Background
- Developed by Jay Earley in 1970
- No need to convert grammar to CNF
- Left to right
Complexity
fast than O(n3) in many cases
Earley Parser
- look for both full and partial constituents
- when reading word k, it has already identified all hypotheses that are consistent with words 1 to k-1
Data structure
- It uses dynamic programming table, just like CKY
- Example entry in column 1:
- [0:1] VP -> VP . PP
- created when processing word 1
- corresponds to words 0 to 1 (the part on the left of . represents the part that we have found, thus VP, and if we found later PP, we will find the whole non terminal)

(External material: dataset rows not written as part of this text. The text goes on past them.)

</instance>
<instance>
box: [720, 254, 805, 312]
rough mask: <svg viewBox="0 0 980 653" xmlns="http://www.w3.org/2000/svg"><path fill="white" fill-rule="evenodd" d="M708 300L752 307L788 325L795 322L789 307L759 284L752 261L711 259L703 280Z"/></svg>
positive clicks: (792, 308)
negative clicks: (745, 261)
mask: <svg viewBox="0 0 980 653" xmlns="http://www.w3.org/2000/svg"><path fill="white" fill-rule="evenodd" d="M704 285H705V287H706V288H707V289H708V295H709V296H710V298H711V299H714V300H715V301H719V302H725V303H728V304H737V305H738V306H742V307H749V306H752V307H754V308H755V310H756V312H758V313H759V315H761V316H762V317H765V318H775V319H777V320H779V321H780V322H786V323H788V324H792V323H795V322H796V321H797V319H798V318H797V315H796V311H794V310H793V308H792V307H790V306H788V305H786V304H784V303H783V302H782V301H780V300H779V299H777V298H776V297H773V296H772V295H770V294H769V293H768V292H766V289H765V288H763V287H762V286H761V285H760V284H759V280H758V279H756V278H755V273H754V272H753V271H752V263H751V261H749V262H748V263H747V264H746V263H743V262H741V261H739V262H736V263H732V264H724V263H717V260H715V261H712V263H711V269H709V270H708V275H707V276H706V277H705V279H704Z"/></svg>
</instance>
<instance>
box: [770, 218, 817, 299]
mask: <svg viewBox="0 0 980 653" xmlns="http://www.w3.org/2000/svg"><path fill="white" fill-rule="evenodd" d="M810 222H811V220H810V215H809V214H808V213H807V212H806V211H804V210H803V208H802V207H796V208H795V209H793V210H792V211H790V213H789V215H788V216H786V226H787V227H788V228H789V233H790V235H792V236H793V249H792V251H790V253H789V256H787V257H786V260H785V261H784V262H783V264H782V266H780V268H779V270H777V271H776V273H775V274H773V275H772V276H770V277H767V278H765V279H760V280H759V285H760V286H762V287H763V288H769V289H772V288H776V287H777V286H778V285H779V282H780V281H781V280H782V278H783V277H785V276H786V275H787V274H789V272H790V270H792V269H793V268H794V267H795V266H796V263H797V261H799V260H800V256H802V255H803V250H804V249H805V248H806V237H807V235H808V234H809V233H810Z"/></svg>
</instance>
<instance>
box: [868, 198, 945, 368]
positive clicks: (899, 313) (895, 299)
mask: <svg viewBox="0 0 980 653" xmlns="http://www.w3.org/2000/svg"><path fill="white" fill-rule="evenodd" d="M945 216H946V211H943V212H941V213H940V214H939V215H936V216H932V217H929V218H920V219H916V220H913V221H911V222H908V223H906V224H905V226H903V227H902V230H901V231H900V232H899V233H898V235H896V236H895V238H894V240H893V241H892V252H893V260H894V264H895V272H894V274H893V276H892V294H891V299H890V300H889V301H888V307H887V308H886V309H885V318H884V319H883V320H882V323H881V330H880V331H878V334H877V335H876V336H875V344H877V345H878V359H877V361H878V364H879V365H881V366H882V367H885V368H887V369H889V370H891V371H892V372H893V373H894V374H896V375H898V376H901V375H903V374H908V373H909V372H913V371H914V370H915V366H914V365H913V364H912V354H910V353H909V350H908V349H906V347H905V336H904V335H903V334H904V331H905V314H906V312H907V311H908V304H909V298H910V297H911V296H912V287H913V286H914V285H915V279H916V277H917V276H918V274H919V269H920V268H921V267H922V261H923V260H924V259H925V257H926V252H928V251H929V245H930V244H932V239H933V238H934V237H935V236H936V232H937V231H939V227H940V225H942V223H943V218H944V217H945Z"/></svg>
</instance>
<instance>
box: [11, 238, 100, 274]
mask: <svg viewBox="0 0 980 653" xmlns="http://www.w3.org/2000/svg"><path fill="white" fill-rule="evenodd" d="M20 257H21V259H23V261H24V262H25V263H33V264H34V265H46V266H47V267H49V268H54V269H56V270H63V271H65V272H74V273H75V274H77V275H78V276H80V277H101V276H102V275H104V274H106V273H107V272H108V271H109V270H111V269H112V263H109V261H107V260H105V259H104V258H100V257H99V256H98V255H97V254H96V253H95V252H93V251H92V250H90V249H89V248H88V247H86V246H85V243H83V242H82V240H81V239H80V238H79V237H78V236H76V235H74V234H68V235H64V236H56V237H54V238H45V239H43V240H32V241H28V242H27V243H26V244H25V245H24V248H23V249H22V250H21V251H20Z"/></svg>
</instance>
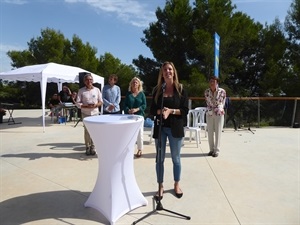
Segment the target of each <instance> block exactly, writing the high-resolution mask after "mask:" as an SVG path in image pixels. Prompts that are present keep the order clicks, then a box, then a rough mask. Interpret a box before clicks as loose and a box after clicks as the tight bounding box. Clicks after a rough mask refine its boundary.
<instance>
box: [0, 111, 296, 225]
mask: <svg viewBox="0 0 300 225" xmlns="http://www.w3.org/2000/svg"><path fill="white" fill-rule="evenodd" d="M13 116H14V119H15V121H16V122H19V121H20V122H22V124H16V125H8V124H7V123H3V124H0V129H1V131H0V163H1V164H0V176H1V179H0V182H1V183H0V188H1V189H0V224H3V225H17V224H30V225H53V224H55V225H56V224H74V225H77V224H78V225H89V224H109V222H108V221H107V219H106V218H105V217H104V216H103V215H101V213H99V212H98V211H97V210H95V209H93V208H85V207H84V203H85V201H86V200H87V198H88V196H89V194H90V193H91V191H92V190H93V187H94V185H95V181H96V178H97V169H98V161H97V158H96V157H97V156H86V155H85V147H84V145H83V127H82V122H80V123H79V125H78V126H77V127H76V128H74V127H73V126H74V122H68V123H67V124H66V125H65V124H54V123H53V122H51V120H50V117H47V118H46V132H45V133H43V128H42V118H41V110H15V111H14V114H13ZM7 118H8V117H4V121H6V120H7ZM252 129H253V131H254V134H253V133H251V132H250V131H248V130H247V129H246V130H239V131H234V130H233V129H229V128H227V129H225V130H224V132H223V134H222V140H221V146H222V149H221V152H220V155H219V157H218V158H212V157H208V156H207V153H208V143H207V138H205V137H204V132H203V133H202V134H201V135H202V136H201V140H202V143H201V144H200V147H199V148H197V147H196V143H195V141H192V142H189V141H188V139H187V138H186V140H185V143H184V146H183V148H182V179H181V188H182V190H183V192H184V195H183V197H182V198H181V199H177V198H176V197H175V196H174V194H173V175H172V162H171V158H170V154H169V150H168V154H167V158H166V162H165V176H164V177H165V182H164V189H165V193H164V198H163V200H162V204H163V206H164V208H166V209H168V210H171V211H175V212H178V213H181V214H184V215H187V216H190V217H191V220H186V219H184V218H182V217H180V216H176V215H174V214H172V213H168V212H166V211H158V212H156V213H154V214H152V215H151V216H149V217H147V218H146V219H144V220H143V221H141V222H139V223H138V224H141V225H149V224H151V225H156V224H163V225H168V224H170V225H171V224H172V225H173V224H187V225H188V224H190V225H215V224H220V225H258V224H260V225H261V224H268V225H275V224H276V225H299V224H300V216H299V212H300V192H299V190H300V188H299V187H300V185H299V184H300V182H299V180H300V172H299V171H300V129H295V128H274V127H268V128H252ZM149 135H150V131H149V130H147V129H146V130H145V132H144V143H145V145H144V147H145V149H144V151H143V156H142V158H140V159H135V160H134V169H135V176H136V180H137V183H138V185H139V187H140V190H141V191H142V193H143V195H144V196H145V197H146V199H147V200H148V206H145V207H139V208H137V209H135V210H132V211H131V212H129V213H127V214H125V215H124V216H123V217H121V218H120V219H119V220H118V221H117V222H116V225H125V224H126V225H127V224H132V223H133V222H134V221H136V220H137V219H139V218H141V217H143V216H144V215H146V214H147V213H149V212H151V211H152V210H153V207H155V206H156V205H155V204H154V203H153V201H152V196H153V195H154V194H155V193H156V191H157V183H156V175H155V148H154V143H153V142H152V144H149ZM135 152H136V150H135Z"/></svg>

- the dot(.) separates the completed(known) part from the incomplete(possibly unattainable) part
3 types of entries
- ‘scan’- for words
- ‘predict’ - for non-terminals
- ‘complete’ - otherwise
Example
Take this book.
at the end we could find that it is either a verb phrase or a sentence.
The problem of CFG
Agreement
- Number
- Chen is/ People are
- Person
- I am/ Chen is
- was/ is/ will be
- Case
- Gender
Combinatorial explosion
- Many combinations of rules are needed to express agreement
- S -> NP VP
- S -> 1sgNP 1sgVP
- S -> 2sgNP 2sgVP
- …
Subcategorization frames
For different type of words, the rules we have are different.
- direct object
- prepositional phrase
- predictive adjective
- bare infinitive
- to-infinitive
- participial phrase
- that-clause
- question-form clause
CFG independence assumption
The probability of different non terminals are not independent in the context of rules.
Remark: The solution of it is the Lexicalized CFG(PCFG).
Conclusion
Because the possibilities of combinations, the number of the parses of a sentence is exponential, so to find all the parses, the you have to spend exponential time.